The opinions expressed in this article are those of the author and do not reflect the views of WrestlingInc or its staff

No story in the professional wrestling world has had quite the consistency as the perennial demise of TNA, now going by their new brand, Global Force Wrestling, which has been rumored about since the very inception of the company in 2002. What keeps things interesting in the saga, is that GFW is always in a different position than what they were in previously. Last year, I wrote an article titled "Can TNA be saved?". At the bottom of the article I indicated that the one thing TNA really needed to do was to find an investor that was willing to put money into the company, take losses, and get Dixie Carter out of her leadership position.

Today, in Sept. of 2017, GFW has done that. They were purchased by Anthem Sports & Entertainment, Carter is no longer a factor in the company, and they have leadership that is willing to take losses in order to grow the company.

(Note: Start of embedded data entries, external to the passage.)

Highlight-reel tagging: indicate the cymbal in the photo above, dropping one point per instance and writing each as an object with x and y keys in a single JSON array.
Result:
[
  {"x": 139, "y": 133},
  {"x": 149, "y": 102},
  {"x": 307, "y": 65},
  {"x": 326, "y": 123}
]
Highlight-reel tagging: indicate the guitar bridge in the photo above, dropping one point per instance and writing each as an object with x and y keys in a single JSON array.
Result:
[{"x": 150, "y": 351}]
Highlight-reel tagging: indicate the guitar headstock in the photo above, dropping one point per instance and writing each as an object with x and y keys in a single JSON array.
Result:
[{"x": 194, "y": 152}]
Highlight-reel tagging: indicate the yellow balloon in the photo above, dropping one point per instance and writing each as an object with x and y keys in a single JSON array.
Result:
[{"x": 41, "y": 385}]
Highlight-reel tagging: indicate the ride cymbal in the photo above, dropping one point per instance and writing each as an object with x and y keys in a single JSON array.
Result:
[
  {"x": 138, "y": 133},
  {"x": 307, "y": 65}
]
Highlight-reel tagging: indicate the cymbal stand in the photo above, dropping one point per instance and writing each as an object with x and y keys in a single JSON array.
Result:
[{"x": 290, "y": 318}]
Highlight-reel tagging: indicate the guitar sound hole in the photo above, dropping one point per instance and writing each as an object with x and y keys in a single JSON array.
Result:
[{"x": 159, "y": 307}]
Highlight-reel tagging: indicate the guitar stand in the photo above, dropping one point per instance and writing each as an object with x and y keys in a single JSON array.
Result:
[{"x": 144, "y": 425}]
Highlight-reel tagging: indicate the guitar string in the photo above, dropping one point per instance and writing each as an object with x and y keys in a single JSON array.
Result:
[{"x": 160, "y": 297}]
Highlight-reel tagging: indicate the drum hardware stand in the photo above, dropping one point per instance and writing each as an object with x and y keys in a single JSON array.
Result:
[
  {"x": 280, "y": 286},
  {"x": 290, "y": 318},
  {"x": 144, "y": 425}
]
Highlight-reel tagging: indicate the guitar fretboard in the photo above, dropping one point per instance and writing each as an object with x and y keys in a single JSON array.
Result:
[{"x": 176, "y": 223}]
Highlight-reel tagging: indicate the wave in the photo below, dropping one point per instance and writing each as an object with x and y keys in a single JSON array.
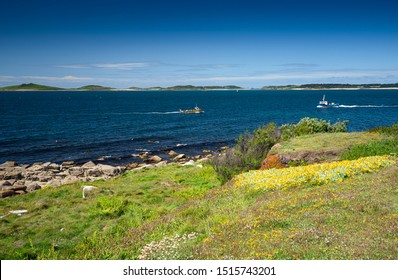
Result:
[{"x": 368, "y": 106}]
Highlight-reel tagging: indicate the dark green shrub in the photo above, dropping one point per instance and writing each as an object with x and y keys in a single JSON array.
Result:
[
  {"x": 251, "y": 149},
  {"x": 376, "y": 148},
  {"x": 311, "y": 126},
  {"x": 387, "y": 130}
]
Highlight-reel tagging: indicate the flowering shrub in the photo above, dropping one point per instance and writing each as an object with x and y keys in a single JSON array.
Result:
[
  {"x": 316, "y": 174},
  {"x": 272, "y": 161}
]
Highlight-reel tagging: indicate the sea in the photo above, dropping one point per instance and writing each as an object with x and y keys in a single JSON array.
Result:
[{"x": 114, "y": 127}]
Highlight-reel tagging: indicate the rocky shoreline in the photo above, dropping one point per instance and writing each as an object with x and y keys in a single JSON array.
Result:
[{"x": 18, "y": 179}]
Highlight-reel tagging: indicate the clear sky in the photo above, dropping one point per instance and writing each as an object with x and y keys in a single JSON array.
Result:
[{"x": 173, "y": 42}]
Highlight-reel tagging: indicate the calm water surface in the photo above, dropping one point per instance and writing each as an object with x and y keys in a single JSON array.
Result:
[{"x": 82, "y": 126}]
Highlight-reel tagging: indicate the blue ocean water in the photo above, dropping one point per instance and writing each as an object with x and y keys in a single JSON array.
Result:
[{"x": 118, "y": 125}]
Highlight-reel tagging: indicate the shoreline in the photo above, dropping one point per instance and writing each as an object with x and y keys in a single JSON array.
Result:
[
  {"x": 204, "y": 90},
  {"x": 18, "y": 179}
]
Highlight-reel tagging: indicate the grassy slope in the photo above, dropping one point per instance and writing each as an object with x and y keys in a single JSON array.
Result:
[
  {"x": 325, "y": 142},
  {"x": 353, "y": 219},
  {"x": 30, "y": 87}
]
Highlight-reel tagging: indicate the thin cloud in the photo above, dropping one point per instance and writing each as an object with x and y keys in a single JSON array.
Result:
[
  {"x": 314, "y": 75},
  {"x": 109, "y": 66}
]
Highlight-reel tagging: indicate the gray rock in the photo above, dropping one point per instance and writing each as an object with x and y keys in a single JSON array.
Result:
[
  {"x": 155, "y": 159},
  {"x": 5, "y": 193},
  {"x": 14, "y": 174},
  {"x": 33, "y": 187},
  {"x": 179, "y": 157}
]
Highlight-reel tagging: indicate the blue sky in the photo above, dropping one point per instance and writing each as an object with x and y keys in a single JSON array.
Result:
[{"x": 172, "y": 42}]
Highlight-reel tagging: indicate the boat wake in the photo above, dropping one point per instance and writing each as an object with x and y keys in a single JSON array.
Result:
[
  {"x": 156, "y": 113},
  {"x": 368, "y": 106}
]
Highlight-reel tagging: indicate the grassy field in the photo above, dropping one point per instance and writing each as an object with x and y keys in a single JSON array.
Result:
[
  {"x": 183, "y": 212},
  {"x": 326, "y": 142}
]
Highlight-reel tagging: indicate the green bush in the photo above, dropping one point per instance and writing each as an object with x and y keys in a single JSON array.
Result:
[
  {"x": 110, "y": 206},
  {"x": 251, "y": 149},
  {"x": 248, "y": 153},
  {"x": 376, "y": 148},
  {"x": 387, "y": 130}
]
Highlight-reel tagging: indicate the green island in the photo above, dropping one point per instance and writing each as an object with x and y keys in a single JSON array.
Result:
[
  {"x": 332, "y": 86},
  {"x": 311, "y": 199},
  {"x": 37, "y": 87}
]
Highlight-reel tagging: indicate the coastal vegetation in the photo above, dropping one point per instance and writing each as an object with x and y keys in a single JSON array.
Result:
[
  {"x": 252, "y": 148},
  {"x": 37, "y": 87},
  {"x": 327, "y": 209},
  {"x": 30, "y": 87},
  {"x": 94, "y": 88}
]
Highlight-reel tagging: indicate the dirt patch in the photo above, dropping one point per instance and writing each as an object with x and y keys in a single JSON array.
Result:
[{"x": 310, "y": 156}]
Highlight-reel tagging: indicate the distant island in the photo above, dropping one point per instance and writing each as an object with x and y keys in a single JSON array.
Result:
[
  {"x": 332, "y": 86},
  {"x": 37, "y": 87}
]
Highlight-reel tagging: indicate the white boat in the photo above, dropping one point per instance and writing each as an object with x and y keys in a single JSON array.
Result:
[
  {"x": 196, "y": 110},
  {"x": 326, "y": 104}
]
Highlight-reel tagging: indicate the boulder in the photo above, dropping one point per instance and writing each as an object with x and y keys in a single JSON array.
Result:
[
  {"x": 76, "y": 171},
  {"x": 15, "y": 188},
  {"x": 143, "y": 155},
  {"x": 5, "y": 193},
  {"x": 13, "y": 174},
  {"x": 8, "y": 164},
  {"x": 162, "y": 163},
  {"x": 132, "y": 165},
  {"x": 154, "y": 159},
  {"x": 109, "y": 170},
  {"x": 54, "y": 166},
  {"x": 33, "y": 187},
  {"x": 6, "y": 183},
  {"x": 68, "y": 163},
  {"x": 89, "y": 164},
  {"x": 36, "y": 168},
  {"x": 189, "y": 163}
]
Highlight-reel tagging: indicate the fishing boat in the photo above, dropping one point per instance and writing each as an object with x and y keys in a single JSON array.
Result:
[
  {"x": 326, "y": 104},
  {"x": 196, "y": 110}
]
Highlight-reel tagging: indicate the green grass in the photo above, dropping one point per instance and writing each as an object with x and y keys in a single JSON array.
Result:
[
  {"x": 30, "y": 86},
  {"x": 177, "y": 212},
  {"x": 59, "y": 222}
]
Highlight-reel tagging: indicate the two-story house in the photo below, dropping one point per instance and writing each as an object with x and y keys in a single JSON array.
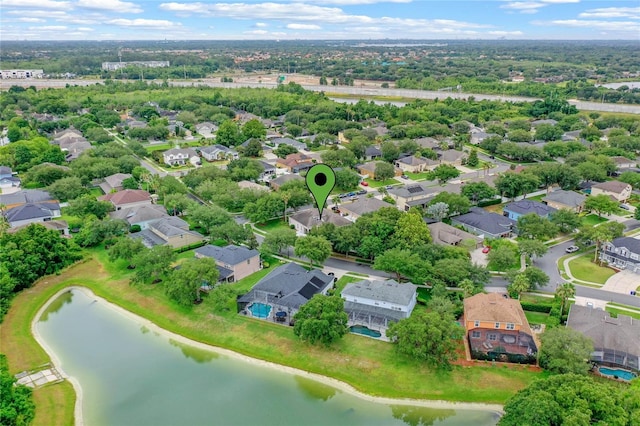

Anthem Executive Vice President Ed Nordholm said on Wrestling Observer Newsletter, "We're invested in this company. We're growing it. We know it's not going to turn around tomorrow."

Still, the rumors continue about GFW's future. While recent stories about Anthem to sell have been denied by Nordholm, there are some real issues in the company. Jeff Jarrett, who returned to the company he founded, has been put on an indefinite leave of absence due to numerous issues. Their attempt at running house shows over the summer went poorly, and they are still not making money off of their own domestic TV deal with POP TV. The roster is still a revolving door of talent, and there will always be that stigma about the company as being a second-rate organization when compared to WWE.

Since the rebranding, GFW has not been a particularly bad show. Jarrett to his credit, has been able to put together some nice storylines, mainly the one built around Bobby Lashley having to choose between pro wrestling and his MMA career, and the show is fairly easy to watch. With Jarrett out of the picture for the time being, the creative team that he put together, involving Sonjay Dutt, Dutch Mantel, Scott D'Amore, Bruce Pritchard and others, is in jeopardy since those are Jarrett's guys. If Nordholm removed Jarrett from his position to have more authority over the company, we don't really know what the creative future of the company is going to be.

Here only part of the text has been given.